The Octopus Method
...is stealing my life away. And I'm over it, sort of.
“I could be writing the next great American novel,” I say to myself as I tediously cut small strips of cobalt blue kinesiology tape and lay them gingerly across the counter. “Maybe this is why men are more accomplished,” I muse, as I begin to delicately place the thick tape in strategic lines across much of my decolletage.
This is a new step in my now five-step nightly routine. I used to barely wash my face, but as of my early 30s, my pre-bedtime ritual has transformed into a half-hour segment of “let’s stay 28 forever”, starring yours truly.
I’m a side-sleeper, and Instagram has told me this is the worst thing I can be. I used to think that the worst thing I could be was a bully, a liar, or a fraud. Turns out, it’s a side-sleeper. That is, of course, if my top concern, my main priority, is preventing any more face, neck, or chest wrinkles from forming on my now-collagen-losing skin. Did you know your collagen production starts to decline once you hit 30? I didn’t, but some twenty-something with porcelain skin told me it did, and I believe her.

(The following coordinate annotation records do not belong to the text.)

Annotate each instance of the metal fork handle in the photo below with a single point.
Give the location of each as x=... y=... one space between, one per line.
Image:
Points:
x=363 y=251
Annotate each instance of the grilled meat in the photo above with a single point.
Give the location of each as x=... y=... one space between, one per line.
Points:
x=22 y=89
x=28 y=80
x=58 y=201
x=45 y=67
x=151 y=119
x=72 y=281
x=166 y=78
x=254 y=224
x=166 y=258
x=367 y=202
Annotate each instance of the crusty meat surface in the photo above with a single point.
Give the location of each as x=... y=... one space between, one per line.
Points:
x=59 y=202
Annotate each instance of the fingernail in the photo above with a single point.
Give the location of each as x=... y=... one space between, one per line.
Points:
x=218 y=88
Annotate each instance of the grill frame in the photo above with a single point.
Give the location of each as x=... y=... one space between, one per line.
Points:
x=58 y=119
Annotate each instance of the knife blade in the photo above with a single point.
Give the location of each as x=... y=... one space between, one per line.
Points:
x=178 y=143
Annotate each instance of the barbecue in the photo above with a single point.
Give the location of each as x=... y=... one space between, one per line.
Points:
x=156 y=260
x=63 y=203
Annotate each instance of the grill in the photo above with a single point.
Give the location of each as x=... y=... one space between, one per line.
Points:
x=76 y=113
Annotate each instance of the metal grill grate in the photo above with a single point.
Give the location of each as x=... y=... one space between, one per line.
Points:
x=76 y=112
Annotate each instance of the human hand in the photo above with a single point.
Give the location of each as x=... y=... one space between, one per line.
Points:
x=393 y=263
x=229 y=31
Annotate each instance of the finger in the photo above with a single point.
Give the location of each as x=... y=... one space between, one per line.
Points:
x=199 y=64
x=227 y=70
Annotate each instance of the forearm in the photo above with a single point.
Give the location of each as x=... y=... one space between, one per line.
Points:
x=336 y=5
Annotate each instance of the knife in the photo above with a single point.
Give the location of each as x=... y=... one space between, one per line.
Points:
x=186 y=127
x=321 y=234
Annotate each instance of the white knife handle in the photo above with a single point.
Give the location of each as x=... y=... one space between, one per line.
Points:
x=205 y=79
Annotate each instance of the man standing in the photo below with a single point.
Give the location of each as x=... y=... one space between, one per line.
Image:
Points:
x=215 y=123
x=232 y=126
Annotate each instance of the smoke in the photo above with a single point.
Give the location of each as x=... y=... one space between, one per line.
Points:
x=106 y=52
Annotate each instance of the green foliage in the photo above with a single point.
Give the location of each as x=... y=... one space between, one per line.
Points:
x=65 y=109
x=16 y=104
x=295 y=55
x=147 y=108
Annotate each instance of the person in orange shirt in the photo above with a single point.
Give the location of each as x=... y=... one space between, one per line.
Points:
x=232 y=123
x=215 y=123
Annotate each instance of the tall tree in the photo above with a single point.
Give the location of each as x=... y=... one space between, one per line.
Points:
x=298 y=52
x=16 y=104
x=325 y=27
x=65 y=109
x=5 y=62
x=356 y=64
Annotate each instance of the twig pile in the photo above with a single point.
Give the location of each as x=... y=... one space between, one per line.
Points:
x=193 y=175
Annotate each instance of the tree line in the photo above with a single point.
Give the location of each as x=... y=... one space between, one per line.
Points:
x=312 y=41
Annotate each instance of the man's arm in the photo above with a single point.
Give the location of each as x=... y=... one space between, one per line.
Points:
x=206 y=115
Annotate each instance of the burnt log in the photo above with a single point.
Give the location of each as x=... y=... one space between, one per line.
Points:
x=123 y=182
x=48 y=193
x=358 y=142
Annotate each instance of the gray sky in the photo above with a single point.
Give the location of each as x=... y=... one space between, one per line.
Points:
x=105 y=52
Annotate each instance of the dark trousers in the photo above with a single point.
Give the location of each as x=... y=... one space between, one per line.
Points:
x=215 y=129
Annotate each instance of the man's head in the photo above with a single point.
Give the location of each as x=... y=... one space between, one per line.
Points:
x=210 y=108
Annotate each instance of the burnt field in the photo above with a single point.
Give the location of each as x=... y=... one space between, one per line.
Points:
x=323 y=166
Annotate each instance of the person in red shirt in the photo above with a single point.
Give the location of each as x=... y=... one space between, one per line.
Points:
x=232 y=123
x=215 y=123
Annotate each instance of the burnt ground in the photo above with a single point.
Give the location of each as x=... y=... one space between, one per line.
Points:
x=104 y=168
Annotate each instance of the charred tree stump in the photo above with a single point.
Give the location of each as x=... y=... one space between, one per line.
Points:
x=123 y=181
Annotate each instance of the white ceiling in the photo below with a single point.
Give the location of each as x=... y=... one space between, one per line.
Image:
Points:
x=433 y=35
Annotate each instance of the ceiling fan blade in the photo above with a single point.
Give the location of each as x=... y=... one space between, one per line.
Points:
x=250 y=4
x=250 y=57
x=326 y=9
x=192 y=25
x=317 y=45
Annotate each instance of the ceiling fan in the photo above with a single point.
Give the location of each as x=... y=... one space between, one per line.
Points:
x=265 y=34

I’m now 10 minutes into this chest taping ordeal and realizing I don’t even spend 10 minutes a day on writing, a thing I love, the thing I feel most compelled to do, most like myself when I’m doing it. I don’t feel like myself bathed in a seven-layer dip of retinol, nighttime moisturizer, face oil, Lubriderm, and [insert latest skincare items I’ve been sold recently via social media]. I don’t feel like myself scrolling through endless reels of meal prep, gym plans, and snatched-waist-at-home-workouts. I don’t feel like myself at all, thinking and scheming all the ways I can spend my precious, short, little life fighting the clock, fighting the food, fighting the visible signs of laughter and sun and fun.
My chest and neck are now covered in a tangled, grid-like pattern of tape, but I didn’t wait long enough after applying the GoldBond Anti-Aging Retinol Lotion some TikTok dermatologist recommended, so the strips are already beginning to peel off at my collarbones. Blast! Better try it again.
Justin’s playing a board game right now with his friends, which is so lovely. I consider all he’s accomplished in his life, all he has taught himself: music, filmmaking, sound engineering, carpentry, rafting. He can do anything in my mind. Is that partly because he hasn’t had to spend a single minute of his life applying eye cream? I’m going to ask him when he gets home.
Last May, I bought a piano keyboard that has since taken up half the bedroom and played host to my fingers for all of a few hours. I could be practicing the piano right now. I could be outside pondering the great mysteries of the universe, meditating, singing, or drawing - I have some sketch pads stashed somewhere in this trailer. But instead, I’m using this tiny pair of right-handed scissors (I’m a lefty, so it’s taking me twice as long) to cut a new set of strips into an octopus-like shape, because someone less qualified than the TikTok dermatologist said this would shave 10 years off my decolletage. I don’t even think I knew what decolletage meant 10 years ago.
I don’t think I’m mad at men for not having to participate in this daily anti-aging dance. I don’t have to. But if I could snap my fingers and they’d be the ones applying frownies to their forehead lines every night because an entire society, an entire world, told them that their value lies in their looks and their youth, I would. So that we could all actually be in it together for an evening.
Should I opt out of all things outer-shell related and only invest in actual health: movement, mental well-being, and non-gimmicky lotion available in bulk? What if Justin stops loving me? What if I stop loving myself? What if all the other women keep participating, and when I’m 50, I look 70, and they look 40? Then I’ll be forgotten, cast aside, left to hold the door for myself.
I free my fingers from what I swear are the world’s smallest scissors and forgo the octopus pattern entirely. Solid strips will have to do because I’m clearly about to talk myself out of this regimen entirely, but I bought a five-pack of k-tape and am anything but wasteful.
I already know who benefits from me looking younger, from me striving for thinness that looks like fitness, from me following and liking, and subscribing to one-dimensional beauty ideals. Better question: who doesn’t benefit? Me.
I don’t know yet what’s true for me about aging gracefully in a way that allows plenty of free time for nature walks or piano practice, but what I do know is this: we can’t fight back if we’re underfed. We can’t dance or make travel plans or make friends if we’re distracted by trying to stop time. We can’t even let ourselves out of the bathroom to begin dismantling the patriarchy because our hands are covered in snail mucin.
But I live in an Airstream with a curtain for a bathroom door, and I just spent the last thirty minutes writing this instead of obsessing over my wrinkles. Your move, patriarchy.


So good, ya gota read this. I laughed until I cried. So funny and so true.